Top 5 mistakes in home-made wills

Home-made wills vary from a few scribbles on a loose-leaf page to a nicely-printed formal document. I've seen wills written on the backs of envelopes and on yellow post-it notes. What all of these diverse wills have in common is that they are made without legal advice.

In Canada, we can make our own wills if we want to. Most provinces recognize hand-written wills as being valid, but even in the provinces that don't allow hand-written wills, anyone is allowed to create his or her own will using a kit or computer. Sometimes that works out just fine. Other times it does not. As someone who has worked in estate litigation for more than 30 years, I can attest that home-made wills might have saved a few bucks on the front end but often cost thousands in legal fees later on.

In this post, I want to point out some of the most common errors people make when preparing their own wills.

1. Accidentally creating a trust. Every word counts in a will, and wrong words can create situations you never intended to create. An example would be: "Give my house to my son, Roger, and when he is done with it, give it to his kids." In most cases, the testator intended to give Roger the house outright. They intend for him to use it or sell it or whatever he wants. The idea of giving it to his kids is what they think he will do with it on his death. However, by putting in the part about giving the house to the kids, they may have created a trust for the house, meaning that Roger will never own it. This means the executor of the estate will have to hold the house in trust for Roger's lifetime. And while he holds in trust, who pays for the property tax and the insurance? What does Roger pay for? What do the kids pay for? All of a sudden, things are a lot more complicated. 

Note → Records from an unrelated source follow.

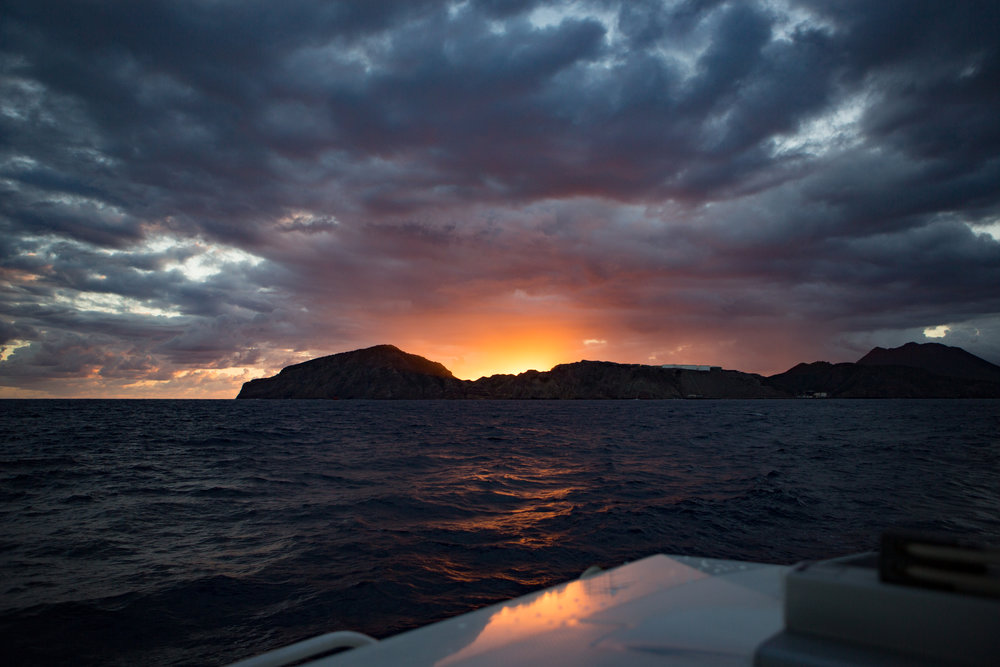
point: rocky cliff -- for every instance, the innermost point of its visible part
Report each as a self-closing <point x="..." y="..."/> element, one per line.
<point x="927" y="370"/>
<point x="385" y="371"/>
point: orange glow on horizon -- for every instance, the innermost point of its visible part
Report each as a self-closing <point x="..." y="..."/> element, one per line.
<point x="504" y="348"/>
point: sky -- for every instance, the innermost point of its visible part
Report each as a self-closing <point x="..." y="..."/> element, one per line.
<point x="194" y="193"/>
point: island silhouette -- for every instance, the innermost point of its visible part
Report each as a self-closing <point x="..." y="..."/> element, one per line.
<point x="914" y="370"/>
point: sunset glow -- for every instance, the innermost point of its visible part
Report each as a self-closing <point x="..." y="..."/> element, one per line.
<point x="496" y="186"/>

2. Not including a residue clause. A residue clause is one that gives away "the rest of" the estate, after specific items have been gifted. For example, you might give away your motorcycle or your Royal Doulton collection, then divide the rest of the estate among your children. Unfortunately, a lot of home-made wills don't include a residue clause. People tend to list their major assets - their home, bank account, vehicle - and that's it. They believe that once they've listed the big stuff, they are covered. When I speak to people about this, they sometimes wave off my concern with "oh, there's not much left after that". But that's the point. There is SOMETHING left even if it's just the $20 in your wallet or the furniture in your attic. Legally, leaving off the residue clause leaves a partial intestacy, meaning that $20 in your wallet has to be divided among your family members according to the laws of intestacy (not according to your will). 

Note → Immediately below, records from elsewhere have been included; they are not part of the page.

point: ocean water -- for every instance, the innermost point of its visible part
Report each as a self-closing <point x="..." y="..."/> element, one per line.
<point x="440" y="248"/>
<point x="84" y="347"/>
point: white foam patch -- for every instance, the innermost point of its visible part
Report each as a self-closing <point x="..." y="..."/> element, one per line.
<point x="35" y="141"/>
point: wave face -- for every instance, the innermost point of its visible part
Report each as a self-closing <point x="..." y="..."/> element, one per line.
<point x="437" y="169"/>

3. Improper witnessing. Failing to observe the rules of witnessing has invalidated many, many home-made wills. In provinces that allow handwritten (holographic) wills, the law usually does not require a witness for such wills. For every other will, whether you prepare it on your computer, use a will kit, or have someone else with nice writing write it out for you, you must have two witnesses. The witnesses must be in the room with you, see you sign it, and both of them sign while you watch. There are also problems with who can be a witness. A beneficiary of the estate cannot be a witness, nor can the spouse or partner of a beneficiary. (Having said that, you can sometimes save a will like this if the second witness was NOT a beneficiary and is available to give evidence of the signing of the will).

4. Unclear description of gifts: Something I find both endearing and frustrating is a testator who makes gifts such as "my favourite ring" or "the ring I bought myself for my 40th birthday". Nobody knows for sure which ring you're referring to. An example I saw recently was a professional painter who left a gift of "my paintings". It was not clear whether he was referring to the items he had painted himself or the many pieces of art he had collected over the years. It's never a good idea to have anything in a will that is unclear or can be read two ways.

5. Giving away things you don't own: This can happen when an individual does not fully understand legal concepts such as joint ownership. I have seen a number of home-made wills in which a person attempts to give away his or her half of something such as a house or bank account when there is a joint owner whose right of survivorship will dictate ownership. Recently I met with a client who wanted to give her house to her daughter, but land registry searches indicated that the mother didn't own the house. The mother acknowledged that she didn't own the house but since she lived in it, she called it "her house". Legally, there was nothing to give to her daughter. These situations, and others much like them, can cause a great deal of confusion and even disputes.